Take, for instance, Evart Municipal Airport, located in Evart, Michigan. The town of Evart has fewer than 2,000 residents and the airport services just two flights per day on a single runway, the federal government invested $150,000 in taxpayer money on the airport in 2012, in addition to thousands more from local and state taxes.
Evart Municipal Airport (Image)
"These ghost airports are a classic economic fallacy in yet another disguise," says Patrick Hedger, a policy analyst at FreedomWorks. "It's the 'bridge to nowhere' that you could land your Cessna on."

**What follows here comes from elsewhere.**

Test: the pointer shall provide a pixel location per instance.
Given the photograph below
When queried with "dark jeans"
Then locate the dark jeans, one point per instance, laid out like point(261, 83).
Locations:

The Mackinac Center for Public Policy explains:
So why is taxpayer money being spent on this project in a time of supposed tight budgets? Because of one bill from over a decade ago and government's inability to end bad programs.

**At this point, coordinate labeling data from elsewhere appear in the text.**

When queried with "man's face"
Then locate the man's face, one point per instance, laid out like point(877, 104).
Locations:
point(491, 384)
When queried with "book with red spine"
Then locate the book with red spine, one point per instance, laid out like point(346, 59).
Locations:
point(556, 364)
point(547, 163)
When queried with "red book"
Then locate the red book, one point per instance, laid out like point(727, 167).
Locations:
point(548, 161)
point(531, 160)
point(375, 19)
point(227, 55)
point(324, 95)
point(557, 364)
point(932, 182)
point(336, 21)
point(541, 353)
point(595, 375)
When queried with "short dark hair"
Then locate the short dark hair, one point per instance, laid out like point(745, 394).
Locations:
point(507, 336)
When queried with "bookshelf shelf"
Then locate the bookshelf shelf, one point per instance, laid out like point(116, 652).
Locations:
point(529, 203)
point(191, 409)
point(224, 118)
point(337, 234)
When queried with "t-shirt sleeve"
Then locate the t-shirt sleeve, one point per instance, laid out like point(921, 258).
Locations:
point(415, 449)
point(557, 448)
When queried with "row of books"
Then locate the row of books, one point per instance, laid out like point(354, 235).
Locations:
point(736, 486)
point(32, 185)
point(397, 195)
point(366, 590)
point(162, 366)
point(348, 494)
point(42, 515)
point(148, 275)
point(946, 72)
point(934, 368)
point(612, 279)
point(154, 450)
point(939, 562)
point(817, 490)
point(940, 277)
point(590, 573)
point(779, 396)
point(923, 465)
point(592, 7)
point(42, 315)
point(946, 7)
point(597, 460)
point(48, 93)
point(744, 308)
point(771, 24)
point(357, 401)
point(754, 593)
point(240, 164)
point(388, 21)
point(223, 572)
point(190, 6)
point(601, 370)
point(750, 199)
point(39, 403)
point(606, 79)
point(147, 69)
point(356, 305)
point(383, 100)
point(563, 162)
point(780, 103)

There are five airports within 30 nautical miles (about 34 road miles) of the city. Evart is the only airport in Osceola County in the National Plan of Integrated Airport Systems, a group of approximately 3,400 airports nationwide that are said to be "significant to national air transportation" and funded by the federal government.

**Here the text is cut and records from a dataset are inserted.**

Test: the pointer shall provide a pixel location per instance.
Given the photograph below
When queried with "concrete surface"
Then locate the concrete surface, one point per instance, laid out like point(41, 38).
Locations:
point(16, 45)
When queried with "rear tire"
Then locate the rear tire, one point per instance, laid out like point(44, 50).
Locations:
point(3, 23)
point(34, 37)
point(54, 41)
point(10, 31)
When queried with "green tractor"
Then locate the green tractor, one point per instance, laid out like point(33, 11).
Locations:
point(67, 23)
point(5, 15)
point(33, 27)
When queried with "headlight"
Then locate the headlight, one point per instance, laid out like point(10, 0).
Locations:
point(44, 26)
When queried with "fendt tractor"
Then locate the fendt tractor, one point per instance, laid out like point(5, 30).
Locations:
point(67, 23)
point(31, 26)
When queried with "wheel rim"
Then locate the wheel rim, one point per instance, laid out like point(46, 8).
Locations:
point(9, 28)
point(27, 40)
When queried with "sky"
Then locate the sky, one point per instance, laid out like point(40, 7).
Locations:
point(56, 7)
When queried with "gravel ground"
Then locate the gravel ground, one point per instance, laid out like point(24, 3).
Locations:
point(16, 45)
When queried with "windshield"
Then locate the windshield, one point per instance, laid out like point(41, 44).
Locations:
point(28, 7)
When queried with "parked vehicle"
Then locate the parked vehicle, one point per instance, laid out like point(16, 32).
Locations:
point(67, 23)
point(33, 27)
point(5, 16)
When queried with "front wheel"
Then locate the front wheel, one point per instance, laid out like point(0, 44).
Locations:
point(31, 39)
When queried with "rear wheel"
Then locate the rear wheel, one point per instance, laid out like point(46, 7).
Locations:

In Evart, a small town in the north central part of the state off U.S. Highway 10, this essentially means building on to the airport to justify continually receiving the funds.
According to the latest capital improvement program submitted to the state, Evart Municipal Airport has no hangars, no fueling, no aircraft based there and an issue with deer entering the runway. Over the next five years, the airport has requested $1,072,884 in federal entitlements, $93,936 in federal apportionment, $89,553 from the state, and $534,678 from the local government. The nearly $1.7 million requested is more than the $1.6 million the airport has received from those sources since 2000.
Evart's city manager, Zac Szakacs, admits that the airport has no employees and drains resources from local law enforcement who have to patrol the empty grounds. Nevertheless, Szakacs insists that the city will continue operating the ghost airport as long as federal funding continues to roll in.
"The problem is that when the government gets into the market of infrastructure development, we begin to see tax dollars wasted on all the little projects that 'could' be built rather than those that 'need' to be built," Hedger concludes.